Researchers led by Italy's Istituto Italiano di Tecnologia and New York's Child Mind Institute have identified two fundamentally distinct autism subtypes—one defined by hyperconnectivity, the other by hypoconnectivity—each rooted in different genetic and immune biology. The discovery, published in Nature Neuroscience, marks the first systematic effort to trace human brain imaging patterns back to their molecular causes, offering a foundation for precision medicine approaches that could reshape how autism is understood and treated.
For decades, clinicians and researchers have observed remarkable variability in how autism presents itself across individuals, yet they lacked direct biological evidence for whether these differences reflected distinct underlying mechanisms or simply surface variation of a single condition. That gap is what Dr. Alessandro Gozzi, director of the Center for Neuroscience and Cognitive Systems at the Italian Institute of Technology, and Dr. Adriana Di Martino, founding director of the Autism Center at the Child Mind Institute, set out to close. Their team used an innovative approach: they analyzed functional brain connectivity patterns in twenty different mouse models alongside brain scans from 940 children and young adults with autism and more than 1,000 neurotypical control subjects.

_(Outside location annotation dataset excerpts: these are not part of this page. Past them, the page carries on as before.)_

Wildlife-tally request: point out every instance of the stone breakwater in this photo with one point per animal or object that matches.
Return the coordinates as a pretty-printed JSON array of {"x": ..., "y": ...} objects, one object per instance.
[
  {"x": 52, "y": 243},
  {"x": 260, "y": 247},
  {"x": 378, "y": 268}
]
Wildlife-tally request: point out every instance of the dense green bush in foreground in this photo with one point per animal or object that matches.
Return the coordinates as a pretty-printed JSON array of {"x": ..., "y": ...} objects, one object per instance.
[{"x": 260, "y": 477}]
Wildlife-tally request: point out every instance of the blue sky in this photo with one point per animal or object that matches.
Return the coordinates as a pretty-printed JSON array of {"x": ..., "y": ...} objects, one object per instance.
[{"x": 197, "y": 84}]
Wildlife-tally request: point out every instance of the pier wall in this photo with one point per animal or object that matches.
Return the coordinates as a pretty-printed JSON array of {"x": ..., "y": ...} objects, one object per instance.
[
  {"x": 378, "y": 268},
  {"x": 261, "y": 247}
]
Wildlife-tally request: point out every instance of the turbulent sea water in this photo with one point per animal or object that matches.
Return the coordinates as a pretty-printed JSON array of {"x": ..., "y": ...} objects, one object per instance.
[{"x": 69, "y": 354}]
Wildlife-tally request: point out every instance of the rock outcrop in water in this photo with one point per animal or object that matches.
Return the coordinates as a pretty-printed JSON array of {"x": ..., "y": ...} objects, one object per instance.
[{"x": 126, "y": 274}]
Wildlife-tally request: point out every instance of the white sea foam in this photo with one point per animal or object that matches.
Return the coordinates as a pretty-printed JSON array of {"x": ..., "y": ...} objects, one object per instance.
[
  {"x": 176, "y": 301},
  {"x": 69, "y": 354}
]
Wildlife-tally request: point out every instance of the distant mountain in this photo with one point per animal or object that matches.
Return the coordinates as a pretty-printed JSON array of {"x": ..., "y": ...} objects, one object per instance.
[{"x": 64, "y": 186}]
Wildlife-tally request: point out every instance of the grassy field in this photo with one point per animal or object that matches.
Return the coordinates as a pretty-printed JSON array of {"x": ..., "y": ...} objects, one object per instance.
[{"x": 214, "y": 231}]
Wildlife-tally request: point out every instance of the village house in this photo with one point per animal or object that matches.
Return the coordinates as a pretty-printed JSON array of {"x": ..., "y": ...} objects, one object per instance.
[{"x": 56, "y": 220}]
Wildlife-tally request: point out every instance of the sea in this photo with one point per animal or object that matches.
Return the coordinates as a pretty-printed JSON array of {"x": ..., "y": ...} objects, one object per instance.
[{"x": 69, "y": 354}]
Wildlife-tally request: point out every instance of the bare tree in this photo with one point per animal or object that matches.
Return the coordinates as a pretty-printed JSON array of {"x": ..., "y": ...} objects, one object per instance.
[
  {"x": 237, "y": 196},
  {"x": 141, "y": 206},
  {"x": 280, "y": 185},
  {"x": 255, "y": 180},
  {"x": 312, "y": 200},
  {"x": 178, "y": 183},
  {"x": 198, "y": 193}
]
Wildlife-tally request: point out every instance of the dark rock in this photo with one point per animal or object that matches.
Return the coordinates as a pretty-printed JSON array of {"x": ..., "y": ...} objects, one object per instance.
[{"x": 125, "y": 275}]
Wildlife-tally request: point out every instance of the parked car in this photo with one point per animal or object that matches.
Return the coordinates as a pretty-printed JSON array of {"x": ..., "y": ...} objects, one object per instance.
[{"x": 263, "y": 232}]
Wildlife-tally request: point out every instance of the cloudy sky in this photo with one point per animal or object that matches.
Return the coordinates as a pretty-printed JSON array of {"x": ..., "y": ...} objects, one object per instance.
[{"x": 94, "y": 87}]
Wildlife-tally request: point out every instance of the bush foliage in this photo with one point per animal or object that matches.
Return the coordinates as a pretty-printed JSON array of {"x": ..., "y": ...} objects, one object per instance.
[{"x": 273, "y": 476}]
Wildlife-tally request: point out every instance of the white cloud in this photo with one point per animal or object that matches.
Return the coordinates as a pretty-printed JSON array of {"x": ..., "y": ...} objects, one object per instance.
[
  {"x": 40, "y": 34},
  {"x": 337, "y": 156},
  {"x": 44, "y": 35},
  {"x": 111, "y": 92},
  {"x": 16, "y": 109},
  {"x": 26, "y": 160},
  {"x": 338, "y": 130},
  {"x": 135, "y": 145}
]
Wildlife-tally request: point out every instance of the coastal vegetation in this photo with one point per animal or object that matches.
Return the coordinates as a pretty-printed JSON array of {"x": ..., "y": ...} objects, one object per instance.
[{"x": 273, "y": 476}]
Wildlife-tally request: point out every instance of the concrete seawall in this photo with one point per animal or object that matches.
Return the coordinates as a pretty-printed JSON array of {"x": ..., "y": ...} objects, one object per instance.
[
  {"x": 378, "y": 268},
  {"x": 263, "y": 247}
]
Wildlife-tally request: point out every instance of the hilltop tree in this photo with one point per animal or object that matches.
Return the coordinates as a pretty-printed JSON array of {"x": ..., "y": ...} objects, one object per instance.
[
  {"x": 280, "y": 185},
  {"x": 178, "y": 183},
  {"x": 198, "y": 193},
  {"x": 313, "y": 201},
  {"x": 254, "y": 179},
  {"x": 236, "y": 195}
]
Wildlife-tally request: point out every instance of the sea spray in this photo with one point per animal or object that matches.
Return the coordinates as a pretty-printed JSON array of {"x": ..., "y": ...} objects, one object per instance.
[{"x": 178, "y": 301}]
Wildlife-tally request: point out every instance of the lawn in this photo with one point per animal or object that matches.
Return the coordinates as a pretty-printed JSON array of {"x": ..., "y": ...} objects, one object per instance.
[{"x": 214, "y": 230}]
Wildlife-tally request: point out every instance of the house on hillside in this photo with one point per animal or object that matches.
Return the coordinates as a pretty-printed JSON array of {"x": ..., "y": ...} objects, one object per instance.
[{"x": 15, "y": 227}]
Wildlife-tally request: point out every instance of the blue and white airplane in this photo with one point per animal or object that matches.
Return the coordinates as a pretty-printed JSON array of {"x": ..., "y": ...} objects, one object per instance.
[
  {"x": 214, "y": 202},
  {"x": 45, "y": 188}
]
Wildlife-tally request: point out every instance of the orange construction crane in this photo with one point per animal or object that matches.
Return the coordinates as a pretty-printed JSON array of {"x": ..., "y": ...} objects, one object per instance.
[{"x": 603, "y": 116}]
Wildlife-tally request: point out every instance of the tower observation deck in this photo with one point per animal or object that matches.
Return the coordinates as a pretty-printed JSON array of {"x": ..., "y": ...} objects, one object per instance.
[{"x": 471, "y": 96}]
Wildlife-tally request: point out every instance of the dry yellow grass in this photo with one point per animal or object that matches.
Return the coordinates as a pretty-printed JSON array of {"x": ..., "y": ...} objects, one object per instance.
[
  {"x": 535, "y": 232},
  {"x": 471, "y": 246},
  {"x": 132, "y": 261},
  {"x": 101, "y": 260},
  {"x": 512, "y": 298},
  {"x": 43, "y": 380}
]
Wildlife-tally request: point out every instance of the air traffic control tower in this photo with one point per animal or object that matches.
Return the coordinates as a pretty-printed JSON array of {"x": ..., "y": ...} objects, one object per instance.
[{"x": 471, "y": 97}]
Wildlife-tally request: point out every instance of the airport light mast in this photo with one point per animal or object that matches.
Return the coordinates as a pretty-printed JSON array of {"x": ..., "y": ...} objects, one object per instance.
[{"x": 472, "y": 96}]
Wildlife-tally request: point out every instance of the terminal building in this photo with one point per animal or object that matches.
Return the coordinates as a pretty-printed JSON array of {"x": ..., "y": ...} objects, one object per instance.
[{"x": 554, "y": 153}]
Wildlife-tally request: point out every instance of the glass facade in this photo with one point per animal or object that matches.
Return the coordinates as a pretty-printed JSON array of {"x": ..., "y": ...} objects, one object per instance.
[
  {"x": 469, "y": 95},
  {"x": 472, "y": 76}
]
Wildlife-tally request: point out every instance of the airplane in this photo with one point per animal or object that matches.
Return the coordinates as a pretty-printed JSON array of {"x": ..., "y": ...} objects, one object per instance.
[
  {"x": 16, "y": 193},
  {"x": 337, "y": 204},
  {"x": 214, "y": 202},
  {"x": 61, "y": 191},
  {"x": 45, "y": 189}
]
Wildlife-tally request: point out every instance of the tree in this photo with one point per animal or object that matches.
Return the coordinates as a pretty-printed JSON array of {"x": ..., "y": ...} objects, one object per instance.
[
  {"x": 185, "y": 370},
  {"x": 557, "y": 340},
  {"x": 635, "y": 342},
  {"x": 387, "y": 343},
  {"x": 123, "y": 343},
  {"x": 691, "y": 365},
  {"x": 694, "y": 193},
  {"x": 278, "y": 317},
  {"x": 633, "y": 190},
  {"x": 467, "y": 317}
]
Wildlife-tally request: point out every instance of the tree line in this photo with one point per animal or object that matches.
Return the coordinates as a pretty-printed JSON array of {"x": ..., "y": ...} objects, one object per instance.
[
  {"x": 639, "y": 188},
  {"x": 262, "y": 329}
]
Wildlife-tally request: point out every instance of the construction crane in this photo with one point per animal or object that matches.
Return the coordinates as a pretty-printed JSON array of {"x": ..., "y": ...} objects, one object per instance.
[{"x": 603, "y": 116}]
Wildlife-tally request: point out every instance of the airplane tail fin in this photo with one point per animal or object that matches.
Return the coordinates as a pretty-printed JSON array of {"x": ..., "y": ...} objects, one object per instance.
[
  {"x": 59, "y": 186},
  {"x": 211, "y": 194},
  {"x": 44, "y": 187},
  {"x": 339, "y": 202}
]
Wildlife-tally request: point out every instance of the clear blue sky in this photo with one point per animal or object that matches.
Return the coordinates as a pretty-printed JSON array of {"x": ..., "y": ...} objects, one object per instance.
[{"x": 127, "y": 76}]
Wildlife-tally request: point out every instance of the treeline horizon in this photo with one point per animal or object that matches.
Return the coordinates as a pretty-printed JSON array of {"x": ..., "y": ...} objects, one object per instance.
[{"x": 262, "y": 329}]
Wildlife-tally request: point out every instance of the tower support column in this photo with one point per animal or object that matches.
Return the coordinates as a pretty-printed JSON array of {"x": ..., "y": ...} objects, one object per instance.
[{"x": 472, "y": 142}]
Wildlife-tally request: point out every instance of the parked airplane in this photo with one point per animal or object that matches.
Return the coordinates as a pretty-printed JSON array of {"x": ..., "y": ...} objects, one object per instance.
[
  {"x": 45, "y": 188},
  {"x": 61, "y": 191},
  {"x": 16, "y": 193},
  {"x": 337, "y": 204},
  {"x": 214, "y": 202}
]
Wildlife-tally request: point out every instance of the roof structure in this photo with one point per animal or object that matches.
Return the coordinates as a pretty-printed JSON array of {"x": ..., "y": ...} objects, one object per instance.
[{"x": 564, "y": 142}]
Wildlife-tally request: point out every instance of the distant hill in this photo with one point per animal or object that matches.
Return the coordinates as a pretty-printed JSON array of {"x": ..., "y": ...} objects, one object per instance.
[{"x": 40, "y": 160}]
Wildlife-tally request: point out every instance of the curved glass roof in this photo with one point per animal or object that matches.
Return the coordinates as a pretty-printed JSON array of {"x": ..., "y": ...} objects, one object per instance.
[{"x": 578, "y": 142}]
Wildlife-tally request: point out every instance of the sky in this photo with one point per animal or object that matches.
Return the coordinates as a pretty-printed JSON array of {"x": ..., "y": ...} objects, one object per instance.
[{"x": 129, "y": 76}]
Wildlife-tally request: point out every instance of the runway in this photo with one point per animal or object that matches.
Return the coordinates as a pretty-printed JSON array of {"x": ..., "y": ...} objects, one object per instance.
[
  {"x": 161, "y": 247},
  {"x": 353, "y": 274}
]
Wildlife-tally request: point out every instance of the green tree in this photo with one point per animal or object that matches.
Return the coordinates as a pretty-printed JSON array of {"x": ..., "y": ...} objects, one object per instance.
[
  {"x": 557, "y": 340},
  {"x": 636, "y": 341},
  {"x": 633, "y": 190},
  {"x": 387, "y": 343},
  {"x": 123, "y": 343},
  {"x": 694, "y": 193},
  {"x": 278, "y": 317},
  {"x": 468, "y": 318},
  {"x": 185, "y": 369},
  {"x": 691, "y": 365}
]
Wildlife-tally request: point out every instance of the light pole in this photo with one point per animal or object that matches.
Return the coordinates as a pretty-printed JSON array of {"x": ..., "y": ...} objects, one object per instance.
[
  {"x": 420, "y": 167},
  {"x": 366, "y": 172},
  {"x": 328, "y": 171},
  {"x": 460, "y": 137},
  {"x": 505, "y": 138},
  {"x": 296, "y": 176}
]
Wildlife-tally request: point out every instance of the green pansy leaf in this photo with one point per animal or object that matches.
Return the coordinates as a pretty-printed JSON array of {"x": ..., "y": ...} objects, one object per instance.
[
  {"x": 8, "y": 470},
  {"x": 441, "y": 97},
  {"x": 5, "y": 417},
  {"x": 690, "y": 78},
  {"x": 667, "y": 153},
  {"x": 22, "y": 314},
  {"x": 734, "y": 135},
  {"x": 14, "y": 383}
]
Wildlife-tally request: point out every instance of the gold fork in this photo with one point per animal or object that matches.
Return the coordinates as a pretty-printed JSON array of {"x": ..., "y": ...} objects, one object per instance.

The pattern that emerged was striking. In the hypoconnectivity subtype, brain areas communicate less than they do in typically developing brains, and genetic analyses revealed these regions were enriched for synaptic genes—those governing how neurons connect and communicate. In the hyperconnectivity subtype, brain areas show excessive communication, and the enriched genes related to immune function, pointing toward inflammatory mechanisms. Together, these two subtypes accounted for approximately 25 percent of the individuals with autism the team examined.
What made this discovery possible was an elegant experimental strategy. The researchers used mouse models as a biological "Rosetta Stone," as Dr. Di Martino described it. By linking specific genetic and biochemical alterations in mice to observable patterns of brain connectivity, they could identify the exact molecular pathways driving each connectivity signature. They then searched for those same signatures in human brain scans drawn from the Autism Brain Imaging Data Exchange (ABIDE)—a pioneering neuroimaging initiative that aggregates datasets from research laboratories worldwide—and the Child Mind Institute's own data.
The findings held up under scrutiny. The hypo- and hyperconnectivity subtypes proved reproducible across dozens of independent research datasets, a critical validation that confirmed their biological consistency rather than artifacts of any single lab. The two subtypes also showed modest but meaningful differences on standardized autism severity assessments, with the hyperconnectivity group scoring moderately higher. Yet the most significant discovery was that brain-based biological markers revealed distinctions current behavioral tests do not fully capture.
The implications extend far beyond academic understanding. By identifying biological subtypes with different mechanistic underpinnings, researchers now have a clearer path toward targeted interventions. A treatment effective for immune-driven hyperconnectivity may have little value for synaptic-driven hypoconnectivity, and vice versa. This precision medicine approach could transform autism care from a one-size-fits-all model into personalized strategies matched to each individual's underlying biology. The work invites the field toward a future where autism diagnosis becomes not just a behavioral assessment, but a biologically informed classification that opens doors to more effective, individualized support.